What were the chances that Ernst and I would marry in Los Angeles, on October 16, 1967? We reveled in our differences, in the upheaving of family, nationality, tradition, culture, and religion our union required. In haste and in confusion, in sorrow and terror, his family boarded the Hansa. On what day of the month, in what continental or English port I do not know, but for us that was a lucky day. We looked for signs, thinking of the world, as Baudelaire does in his poem, Correspondances, as a forest of symbols through which we dimly perceive the profound unity of Nature. As Ernst’s family fled the Nazis, our relative positions shifted; we moved from unnumbered possibilities into a zone of probability in which the likelihood of our marriage could flourish. Our mothers’ and my grandmother’s names were variants of the English Margaret. To us, a meeting point. As was Brooklyn! For Ernst was on Mott Street, in Williamsburg, on the day I was born. Ernst was safe. For his sake, I have resurrected Brooklyn, which is chic these days, so I can say without shame that I was born there. Nor am I ashamed of being partly German, though among Jews, especially if asked a direct question about them, I prefer to bring forth my Scottish, Irish, Welsh, and Dutch forebears. Bavarians are the softer Germans, I tell myself, and who would give up a link, however tenuous, to Beethoven or Bach?
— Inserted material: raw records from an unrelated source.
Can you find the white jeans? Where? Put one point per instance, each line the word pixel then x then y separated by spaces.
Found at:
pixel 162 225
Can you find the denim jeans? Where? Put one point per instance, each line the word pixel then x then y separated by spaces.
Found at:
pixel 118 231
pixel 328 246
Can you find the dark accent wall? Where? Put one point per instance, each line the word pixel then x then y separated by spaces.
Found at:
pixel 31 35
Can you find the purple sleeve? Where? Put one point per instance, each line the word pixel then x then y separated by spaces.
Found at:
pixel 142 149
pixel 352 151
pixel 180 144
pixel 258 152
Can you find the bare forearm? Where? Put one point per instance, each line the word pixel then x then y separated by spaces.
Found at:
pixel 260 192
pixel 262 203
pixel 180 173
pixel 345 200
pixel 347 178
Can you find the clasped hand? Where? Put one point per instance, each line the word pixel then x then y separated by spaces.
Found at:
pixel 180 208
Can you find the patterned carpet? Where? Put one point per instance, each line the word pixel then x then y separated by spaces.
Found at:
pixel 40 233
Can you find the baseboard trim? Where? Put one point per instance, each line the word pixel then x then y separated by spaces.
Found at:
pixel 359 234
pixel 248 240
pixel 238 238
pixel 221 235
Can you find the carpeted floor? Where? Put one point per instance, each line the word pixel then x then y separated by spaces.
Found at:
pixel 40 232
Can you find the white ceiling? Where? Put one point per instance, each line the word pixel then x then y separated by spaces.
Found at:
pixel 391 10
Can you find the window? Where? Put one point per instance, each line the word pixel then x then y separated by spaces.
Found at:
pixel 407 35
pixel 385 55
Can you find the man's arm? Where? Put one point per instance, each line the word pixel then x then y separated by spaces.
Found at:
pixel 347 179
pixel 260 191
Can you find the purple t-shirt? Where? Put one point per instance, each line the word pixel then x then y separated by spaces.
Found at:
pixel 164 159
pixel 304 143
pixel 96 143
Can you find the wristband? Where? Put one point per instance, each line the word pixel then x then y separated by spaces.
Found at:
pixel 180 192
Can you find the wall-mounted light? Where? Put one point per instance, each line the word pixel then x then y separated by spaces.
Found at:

War and winter bared their teeth on April 1, 1940, but did not seize me. Spring soon followed, and World War II came to its eventual end. I wish I could remember the ticker tape parade, the dancing and kissing, the embracing of strangers on the streets of New York, but they are lost to me. I will pass on instead the excellent advice Dr. Wallace, long since forgiven for his defection from the center of the world, gave to my mother as she was leaving Brooklyn Hospital with me in her arms: “Don’t let her make a goop out of you, Maggie!”